Hispanics hoffen nicht auf soziale Wohtaten

Der Trend war auch andernorts zu beobachten. Im texanischen Starr County, dessen Einwohner zu 99 Prozent Hispanics sind, votierten 2016 nur 19 Prozent für Trump. In diesem Jahr gewann der Präsident dort fast jede zweite Stimme.

Trumps Propaganda gegen den „Sozialisten“ Biden zahlte sich also für ihn aus. Aber das war nicht der einzige Grund für seinen Erfolg. Der Zuspruch für den Präsidenten wuchs ja auch bei Schwarzen und bei anderen hispanischen Gruppen bis zur sehr kleinen Minderheit der Peruaner, für die ein starker Staat eher positiv besetzt ist und nicht mit Kommunismus assoziiert wird. Das zeigt, dass viele Migranten weniger auf karitative Gaben oder höhere Sozialhilfe der Regierung setzen. Sie hoffen auf bessere Möglichkeiten, um einen Arbeitsplatz zu finden und selbst unternehmerisch tätig zu werden, angefangen bei einem kleinen Lebensmittelgeschäft oder einer karibischen Bar.
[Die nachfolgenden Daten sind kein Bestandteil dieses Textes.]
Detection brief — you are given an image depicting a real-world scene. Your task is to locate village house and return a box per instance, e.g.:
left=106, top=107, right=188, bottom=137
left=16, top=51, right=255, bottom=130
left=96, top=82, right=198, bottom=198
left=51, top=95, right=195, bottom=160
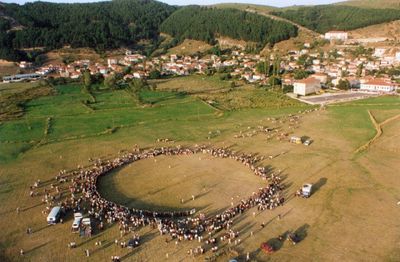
left=19, top=61, right=32, bottom=69
left=312, top=73, right=328, bottom=84
left=293, top=77, right=321, bottom=96
left=360, top=78, right=398, bottom=92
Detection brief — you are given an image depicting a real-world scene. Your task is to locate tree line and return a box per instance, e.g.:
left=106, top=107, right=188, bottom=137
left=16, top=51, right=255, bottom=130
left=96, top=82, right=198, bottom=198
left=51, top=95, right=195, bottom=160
left=272, top=5, right=400, bottom=34
left=0, top=0, right=176, bottom=60
left=161, top=6, right=298, bottom=45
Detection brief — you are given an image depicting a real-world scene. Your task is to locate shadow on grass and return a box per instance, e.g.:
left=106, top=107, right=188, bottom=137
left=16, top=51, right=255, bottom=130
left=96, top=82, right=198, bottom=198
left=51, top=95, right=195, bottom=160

Trump haben seine Gewinne bei den Hispanics in Florida und anderswo am Ende offenkundig keine vier weiteren Jahre im Weißen Haus gesichert. Aber sie sollten den Demokraten zeigen, dass den Wählern gerade in der aktuellen Wirtschaftskrise neben der Bewältigung der Pandemie vor allem die Ökonomie am Herzen liegt. „It’s the economy, stupid“, es geht um die Wirtschaft, Dummkopf, diese Parole des demokratischen Präsidentschaftskandidaten Bill Clinton aus seinem erfolgreichen Wahlkampf 1992 gegen George H.W. Bush wurde am 3. November keineswegs widerlegt.